# Numpy 

In [2]:
import numpy as np

data = np.random.randn(2, 3)
data

array([[ 0.00351044, -1.90470935,  0.64871039],
       [-0.87359687, -0.64563624, -1.83887091]])

In [3]:
data.shape

(2, 3)

In [4]:
data.dtype

dtype('float64')

## Creating ndarrays
#### array() - accepts any sequence-like object

In [7]:
data1 = [6, 7.5, 8, 0, 1]

In [9]:
arr1 = np.array(data1)
arr1

array([6. , 7.5, 8. , 0. , 1. ])

### zeros(), ones(), and empty()
#### empty() - returns uninitialized values. sometimes with garbage values. 

In [10]:
np.zeros(10)

array([0., 0., 0., 0., 0., 0., 0., 0., 0., 0.])

In [11]:
np.zeros((3,6))

array([[0., 0., 0., 0., 0., 0.],
       [0., 0., 0., 0., 0., 0.],
       [0., 0., 0., 0., 0., 0.]])

In [15]:
np.empty((2,3,2))

array([[[0.00000000e+000, 1.72723382e-077],
        [2.96439388e-323, 0.00000000e+000],
        [9.76118064e-313, 8.60952352e-072]],

       [[7.78934220e-091, 9.60074698e-071],
        [1.55137760e+184, 1.88793803e+185],
        [3.99910963e+252, 8.34402697e-309]]])

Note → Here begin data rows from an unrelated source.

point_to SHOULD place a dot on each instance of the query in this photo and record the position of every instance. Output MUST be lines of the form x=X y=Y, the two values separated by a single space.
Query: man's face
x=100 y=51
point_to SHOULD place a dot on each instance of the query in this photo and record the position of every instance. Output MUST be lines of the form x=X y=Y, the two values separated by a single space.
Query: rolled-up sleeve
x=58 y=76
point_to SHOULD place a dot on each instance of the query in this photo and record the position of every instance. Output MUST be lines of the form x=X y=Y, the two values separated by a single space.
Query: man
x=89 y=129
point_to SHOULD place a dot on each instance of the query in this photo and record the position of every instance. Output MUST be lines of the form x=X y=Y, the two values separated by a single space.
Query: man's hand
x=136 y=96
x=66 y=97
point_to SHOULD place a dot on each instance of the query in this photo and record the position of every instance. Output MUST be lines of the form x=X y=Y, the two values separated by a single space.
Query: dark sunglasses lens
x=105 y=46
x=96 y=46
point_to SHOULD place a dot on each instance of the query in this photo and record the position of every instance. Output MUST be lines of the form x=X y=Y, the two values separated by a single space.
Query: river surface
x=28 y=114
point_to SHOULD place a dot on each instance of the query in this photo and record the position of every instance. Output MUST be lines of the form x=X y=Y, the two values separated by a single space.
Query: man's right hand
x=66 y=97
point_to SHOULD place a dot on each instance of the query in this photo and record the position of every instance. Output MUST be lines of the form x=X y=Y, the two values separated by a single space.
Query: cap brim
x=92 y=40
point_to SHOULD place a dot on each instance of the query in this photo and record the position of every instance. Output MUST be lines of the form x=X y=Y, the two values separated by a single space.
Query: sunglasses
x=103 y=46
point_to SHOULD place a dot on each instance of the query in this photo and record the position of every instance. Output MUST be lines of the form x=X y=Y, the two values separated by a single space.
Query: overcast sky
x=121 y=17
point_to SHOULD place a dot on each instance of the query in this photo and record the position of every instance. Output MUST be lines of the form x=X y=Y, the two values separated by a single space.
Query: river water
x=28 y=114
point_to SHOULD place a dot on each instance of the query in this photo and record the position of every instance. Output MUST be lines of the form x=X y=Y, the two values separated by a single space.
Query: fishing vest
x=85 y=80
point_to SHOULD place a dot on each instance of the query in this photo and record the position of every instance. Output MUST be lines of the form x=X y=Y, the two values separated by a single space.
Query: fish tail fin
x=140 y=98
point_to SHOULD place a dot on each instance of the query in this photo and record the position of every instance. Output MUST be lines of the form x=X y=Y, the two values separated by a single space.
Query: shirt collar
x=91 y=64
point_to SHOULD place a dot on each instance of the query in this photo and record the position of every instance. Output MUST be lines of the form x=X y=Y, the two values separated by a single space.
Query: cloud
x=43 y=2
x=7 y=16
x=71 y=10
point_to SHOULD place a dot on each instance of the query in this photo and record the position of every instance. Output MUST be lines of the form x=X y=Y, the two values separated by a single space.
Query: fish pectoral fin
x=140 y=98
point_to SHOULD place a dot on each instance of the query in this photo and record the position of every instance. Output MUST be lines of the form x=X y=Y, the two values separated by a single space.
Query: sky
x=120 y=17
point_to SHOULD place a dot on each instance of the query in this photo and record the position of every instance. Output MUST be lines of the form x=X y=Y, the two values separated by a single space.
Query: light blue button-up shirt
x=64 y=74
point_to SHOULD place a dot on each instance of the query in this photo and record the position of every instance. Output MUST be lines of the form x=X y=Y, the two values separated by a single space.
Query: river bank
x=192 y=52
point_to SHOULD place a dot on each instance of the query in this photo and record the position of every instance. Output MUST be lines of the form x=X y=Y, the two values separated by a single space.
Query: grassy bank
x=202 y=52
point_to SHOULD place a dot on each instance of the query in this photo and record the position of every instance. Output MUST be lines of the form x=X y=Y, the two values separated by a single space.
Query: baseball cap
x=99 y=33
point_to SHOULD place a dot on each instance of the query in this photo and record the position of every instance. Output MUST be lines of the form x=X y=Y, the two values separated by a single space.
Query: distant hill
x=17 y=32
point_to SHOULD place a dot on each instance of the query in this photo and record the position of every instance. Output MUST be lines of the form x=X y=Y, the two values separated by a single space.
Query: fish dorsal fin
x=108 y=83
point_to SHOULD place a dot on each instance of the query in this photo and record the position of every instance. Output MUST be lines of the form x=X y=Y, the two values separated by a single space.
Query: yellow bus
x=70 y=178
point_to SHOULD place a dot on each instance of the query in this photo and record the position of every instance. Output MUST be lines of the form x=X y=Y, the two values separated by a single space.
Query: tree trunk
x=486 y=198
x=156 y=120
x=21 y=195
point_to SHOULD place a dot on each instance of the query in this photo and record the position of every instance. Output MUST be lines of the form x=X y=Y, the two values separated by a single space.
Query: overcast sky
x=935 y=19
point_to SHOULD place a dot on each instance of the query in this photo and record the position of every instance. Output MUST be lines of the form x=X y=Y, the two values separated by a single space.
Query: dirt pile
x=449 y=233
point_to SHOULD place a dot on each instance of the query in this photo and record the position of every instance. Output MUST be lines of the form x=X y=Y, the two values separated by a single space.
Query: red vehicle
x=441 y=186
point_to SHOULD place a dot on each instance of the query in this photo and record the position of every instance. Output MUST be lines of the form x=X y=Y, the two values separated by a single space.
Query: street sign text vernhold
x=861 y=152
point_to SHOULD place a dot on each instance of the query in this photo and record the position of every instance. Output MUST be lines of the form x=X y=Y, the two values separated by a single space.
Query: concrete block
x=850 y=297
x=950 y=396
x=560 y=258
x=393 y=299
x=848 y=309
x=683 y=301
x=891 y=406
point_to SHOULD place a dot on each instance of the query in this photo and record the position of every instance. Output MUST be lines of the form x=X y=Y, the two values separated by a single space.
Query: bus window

## Data Types for ndarrays

In [17]:
arr1 = np.array([1, 2, 3], dtype=np.float64)
arr1.dtype

dtype('float64')

In [19]:
arr1 = np.array([1, 2, 3], dtype=np.int32)
arr1.dtype

dtype('int32')

## astype() - convert or cast an array to another dtype (decimal part may be truncated)

In [25]:
arr = np.array([3.7, -1.2, -2.6, 0.5, 12.9, 10.1])
arr

array([ 3.7, -1.2, -2.6,  0.5, 12.9, 10.1])

In [26]:
arr.astype(np.int32)

array([ 3, -1, -2,  0, 12, 10], dtype=int32)

In [27]:
numeric_strings = np.array(['1.25', '-9.6', '42'], dtype=np.string_)
numeric_strings.astype(float)

array([ 1.25, -9.6 , 42.  ])

## Arithmetic with NumPy Arrays

In [30]:
arr = np.array([[1., 2., 3.], [4., 5., 6.]])
arr

array([[1., 2., 3.],
       [4., 5., 6.]])

In [31]:
arr * arr

array([[ 1.,  4.,  9.],
       [16., 25., 36.]])

In [32]:
arr - arr

array([[0., 0., 0.],
       [0., 0., 0.]])

In [33]:
1 / arr

array([[1.        , 0.5       , 0.33333333],
       [0.25      , 0.2       , 0.16666667]])

In [34]:
arr ** 0.5

array([[1.        , 1.41421356, 1.73205081],
       [2.        , 2.23606798, 2.44948974]])

In [35]:
arr2 = np.array([[0., 4., 1.], [7., 2., 12.]])
arr2

array([[ 0.,  4.,  1.],
       [ 7.,  2., 12.]])

In [36]:
arr2 > arr

array([[False,  True, False],
       [ True, False,  True]])

## Basic Indexing and Slicing

In [13]:
arr = np.zeros((3,2))
arr

array([[0., 0.],
       [0., 0.],
       [0., 0.]])

In [14]:
old_values = arr.copy() # copy
arr[:] = 64 # change in place
arr

array([[64., 64.],
       [64., 64.],
       [64., 64.]])

In [16]:
old_values 

array([[0., 0.],
       [0., 0.],
       [0., 0.]])

## Boolean array

In [26]:
names = np.array(['Bob', 'Joe', 'Will', 'Bob', 'Will', 'Joe', 'Joe'])
data = np.random.randn(7,4)
display(names)
display(data)

array(['Bob', 'Joe', 'Will', 'Bob', 'Will', 'Joe', 'Joe'], dtype='<U4')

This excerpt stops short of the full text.